Fifteen years after the University of Michigan went toe to toe in the Supreme Court defending affirmative action, racial demographics at the University remain largely homogenous. The University chapter of the American Constitution Society hosted a symposium Wednesday evening to reflect on the case's history and strategize around affirmative action in honor of the 15th anniversary of the landmark Grutter v. Bollinger Supreme Court case.
Grutter v. Bollinger upheld the Law School's affirmative action policy in a 5-4 decision. The ACS invited Law School Dean Evan Caminker and appellate lawyer Maureen Mahoney to speak as key figures in bringing the case to the Supreme Court.
The 2003 case drew on the precedent of the 1978 case Regents of the University of California v. Bakke, which ruled affirmative action policies legal but racial quotas unconstitutional.

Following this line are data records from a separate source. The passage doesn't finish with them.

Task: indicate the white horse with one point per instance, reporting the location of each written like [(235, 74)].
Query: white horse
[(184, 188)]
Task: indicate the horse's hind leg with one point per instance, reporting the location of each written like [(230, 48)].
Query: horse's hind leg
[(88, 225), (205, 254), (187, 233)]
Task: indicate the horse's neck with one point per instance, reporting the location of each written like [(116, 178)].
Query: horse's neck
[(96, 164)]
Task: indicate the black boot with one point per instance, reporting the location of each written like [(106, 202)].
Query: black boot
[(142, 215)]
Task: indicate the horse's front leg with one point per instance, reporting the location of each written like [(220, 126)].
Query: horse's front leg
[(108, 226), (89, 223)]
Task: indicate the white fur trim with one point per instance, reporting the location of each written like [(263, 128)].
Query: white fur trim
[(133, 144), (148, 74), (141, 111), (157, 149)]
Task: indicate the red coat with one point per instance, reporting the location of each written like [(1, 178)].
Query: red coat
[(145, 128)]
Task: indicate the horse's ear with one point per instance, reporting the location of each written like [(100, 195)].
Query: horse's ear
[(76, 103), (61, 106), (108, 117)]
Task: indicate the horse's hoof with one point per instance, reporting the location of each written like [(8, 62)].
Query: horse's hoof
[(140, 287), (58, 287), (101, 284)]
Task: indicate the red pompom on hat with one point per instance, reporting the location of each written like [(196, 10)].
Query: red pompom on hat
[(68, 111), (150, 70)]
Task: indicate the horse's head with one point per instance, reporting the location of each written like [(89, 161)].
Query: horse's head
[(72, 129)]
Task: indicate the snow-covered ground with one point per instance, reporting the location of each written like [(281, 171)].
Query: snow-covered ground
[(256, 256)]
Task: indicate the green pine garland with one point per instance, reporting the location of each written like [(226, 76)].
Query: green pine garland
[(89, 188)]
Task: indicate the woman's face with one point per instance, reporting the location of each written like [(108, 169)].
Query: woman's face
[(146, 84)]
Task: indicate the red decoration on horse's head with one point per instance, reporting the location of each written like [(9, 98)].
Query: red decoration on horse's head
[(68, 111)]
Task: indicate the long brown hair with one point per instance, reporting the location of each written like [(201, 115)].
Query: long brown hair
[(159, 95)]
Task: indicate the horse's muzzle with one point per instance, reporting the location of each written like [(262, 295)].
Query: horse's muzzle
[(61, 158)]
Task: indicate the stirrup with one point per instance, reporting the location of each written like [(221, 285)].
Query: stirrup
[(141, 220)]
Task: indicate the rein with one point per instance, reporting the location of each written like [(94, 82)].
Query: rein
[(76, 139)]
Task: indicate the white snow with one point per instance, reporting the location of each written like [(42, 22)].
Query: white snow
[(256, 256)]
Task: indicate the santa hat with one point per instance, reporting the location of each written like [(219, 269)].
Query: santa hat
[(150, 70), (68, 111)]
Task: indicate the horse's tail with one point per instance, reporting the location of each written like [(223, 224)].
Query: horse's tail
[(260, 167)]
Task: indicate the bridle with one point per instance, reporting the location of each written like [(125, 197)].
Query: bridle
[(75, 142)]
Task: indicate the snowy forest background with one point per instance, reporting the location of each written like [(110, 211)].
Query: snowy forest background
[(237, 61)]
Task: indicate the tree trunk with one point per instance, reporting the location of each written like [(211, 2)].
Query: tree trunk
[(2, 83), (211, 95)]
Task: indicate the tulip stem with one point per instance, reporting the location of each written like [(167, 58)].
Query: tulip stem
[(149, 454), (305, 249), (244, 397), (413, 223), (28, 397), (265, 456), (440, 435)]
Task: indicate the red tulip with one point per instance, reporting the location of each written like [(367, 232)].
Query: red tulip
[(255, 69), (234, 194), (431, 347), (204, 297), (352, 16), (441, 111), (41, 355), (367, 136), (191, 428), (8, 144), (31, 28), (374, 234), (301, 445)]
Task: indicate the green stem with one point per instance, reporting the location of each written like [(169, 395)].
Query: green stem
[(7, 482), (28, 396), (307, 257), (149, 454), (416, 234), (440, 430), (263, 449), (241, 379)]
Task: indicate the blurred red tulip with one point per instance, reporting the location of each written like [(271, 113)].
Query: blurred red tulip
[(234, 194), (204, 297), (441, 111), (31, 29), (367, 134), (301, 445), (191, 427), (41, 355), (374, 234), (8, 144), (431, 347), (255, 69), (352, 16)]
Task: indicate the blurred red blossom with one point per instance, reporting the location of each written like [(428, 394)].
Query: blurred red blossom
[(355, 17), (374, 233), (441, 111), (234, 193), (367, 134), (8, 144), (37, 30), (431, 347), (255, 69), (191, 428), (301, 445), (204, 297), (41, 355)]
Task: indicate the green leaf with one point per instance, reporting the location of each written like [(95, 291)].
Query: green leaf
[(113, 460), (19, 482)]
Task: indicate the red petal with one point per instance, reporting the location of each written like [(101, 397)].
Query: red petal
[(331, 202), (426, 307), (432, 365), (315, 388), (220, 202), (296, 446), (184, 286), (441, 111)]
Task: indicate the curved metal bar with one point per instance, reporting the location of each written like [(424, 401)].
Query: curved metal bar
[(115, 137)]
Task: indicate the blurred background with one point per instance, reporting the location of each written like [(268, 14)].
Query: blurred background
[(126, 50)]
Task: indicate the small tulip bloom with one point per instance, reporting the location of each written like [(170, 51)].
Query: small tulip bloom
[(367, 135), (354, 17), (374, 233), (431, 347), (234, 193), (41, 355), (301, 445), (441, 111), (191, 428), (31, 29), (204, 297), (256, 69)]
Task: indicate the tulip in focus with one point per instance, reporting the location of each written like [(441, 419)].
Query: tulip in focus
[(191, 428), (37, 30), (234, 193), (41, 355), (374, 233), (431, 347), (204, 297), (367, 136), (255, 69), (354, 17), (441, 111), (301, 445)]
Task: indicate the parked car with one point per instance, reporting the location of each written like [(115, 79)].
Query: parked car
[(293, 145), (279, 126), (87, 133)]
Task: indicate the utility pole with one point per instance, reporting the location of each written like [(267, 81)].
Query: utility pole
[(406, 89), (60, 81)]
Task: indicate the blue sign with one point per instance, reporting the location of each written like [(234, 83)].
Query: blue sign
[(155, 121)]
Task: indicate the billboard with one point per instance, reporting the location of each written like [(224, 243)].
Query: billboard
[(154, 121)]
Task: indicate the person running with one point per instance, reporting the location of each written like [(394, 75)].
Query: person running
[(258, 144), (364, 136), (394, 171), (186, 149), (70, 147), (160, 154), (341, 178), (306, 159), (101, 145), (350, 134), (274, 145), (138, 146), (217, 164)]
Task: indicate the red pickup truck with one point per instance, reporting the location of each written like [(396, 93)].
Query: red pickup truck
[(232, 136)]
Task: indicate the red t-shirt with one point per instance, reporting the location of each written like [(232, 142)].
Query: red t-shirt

Caminker, who specializes in constitutional law and clerked for former Supreme Court Justice William Brennan, oversaw the development of the Law School's case. Caminker discussed the targeted strategy the team used in arguing their case.
“The critical factor when we approached the Supreme Court, not surprisingly, was to figure out how to strategize the case, how to present the case in a way that would convince the court to rule in our favor," Caminker said. "In a difficult constitutional case, it's not enough to convince the court that you are right on the law. What you have to convince the court that the court wants to rule in your favor, in this case we had to convince Justice O'Connor.”
Mahoney, head litigator in the case, has argued 21 cases in front of the Supreme Court and clerked for Supreme Court Justice William Rehnquist. She was speculated as a potential Supreme Court nominee in 2005. Mahoney agreed with Caminker their greatest challenge in winning the case was in convincing Justice Sandra Day O'Connor.
“The strategy always was the way to persuade O'Connor was to persuade her that Powell was right, that this diversity was a compelling interest and that these programs did help the nation," Mahoney said. "But what it really meant was that in order to persuade her we had to wrap ourselves around Bakke.”
Mahoney credited the success of the case to the support of former President George W. Bush and former Secretary of State Condoleezza Rice. The administration agreed diversity was an important issue, leading the White House to issue a press release detailing its place in higher education.
“I suspect that we owe our biggest break in the case to President George W. Bush and Condoleezza Rice," Mahoney said. "The one must-win issue, the issue that we could not lose was that diversity was a compelling interest — it was going to be about how to come up with a program that would satisfy that interest.”
Mahoney explained how hard she worked on this case. She wrote over 300 potential response questions and conducted three moot courts with a panel of experts, including the current Chief Justice John Roberts Jr. She said at the end of the case, former Chief Justice William Rehnquist called her by her first name, an accomplishment in her book.
“I never worked harder on an argument and all arguments are stressful … but this one had the sense that the whole country was watching,”Mahoney said. "I think I spent more than 200 hours just preparing for the argument and what I did and what (audience lawyers) have to do is you have to spend your time actually trying to anticipate any possible question that someone may ask you.”
Out of the 21 Supreme Court cases Mahoney has argued, she considers this case one of the highlights of her legal career.
“I really want to thank Evan and the University of Michigan for giving me this opportunity," Mahoney said. "It was just a chance do one of the most challenging important cases an advocate could ever hope for and I know it was a difficult choice for them.”
Mahoney recognized the University's choice to hire her for this case was challenging. As a Republican and active member of the conservative community, civil rights lawyers were skeptical of her ability to argue the case. Caminker advocated for Mahoney in the hiring process because of her sincerity and drive to win.
“We interviewed four or five of some of the best moral advocates and brief writers in the country at the time and I ended up championing Maureen,”Caminker said. “I thought she gave us the best chance of winning partly because I think she believed in the case and I'm not sure the others did and Maureen was explaining to us why the case was important to her personally and the country. I thought at the time that she sounds really sincere and that's why I want to hire her, and if she's not sincere she’s doing a damn good job.”
Three years after the University's victory, Michigan voters approved Proposal 2, a ban on affirmative action practices in state universities and colleges. Black enrollment at the University plunged from 10.4 percent of the student body in 2002 to 6.4 percent by 2008. Administrators have explored pipeline programs and expanded recruitment efforts through initatives like Wolverine Pathways and the Go Blue Guarantee, but current metrics still hover around 4 percent.
Law student Austin DelPriore said he looked forward to coming to the symposium as the case pertained to such an important part of law and the public.
"I'm genuinely interested in this, being such a consequential case,” he said. "It’s both fascinating being a law student and a general member of society and it’s a very impressive panel."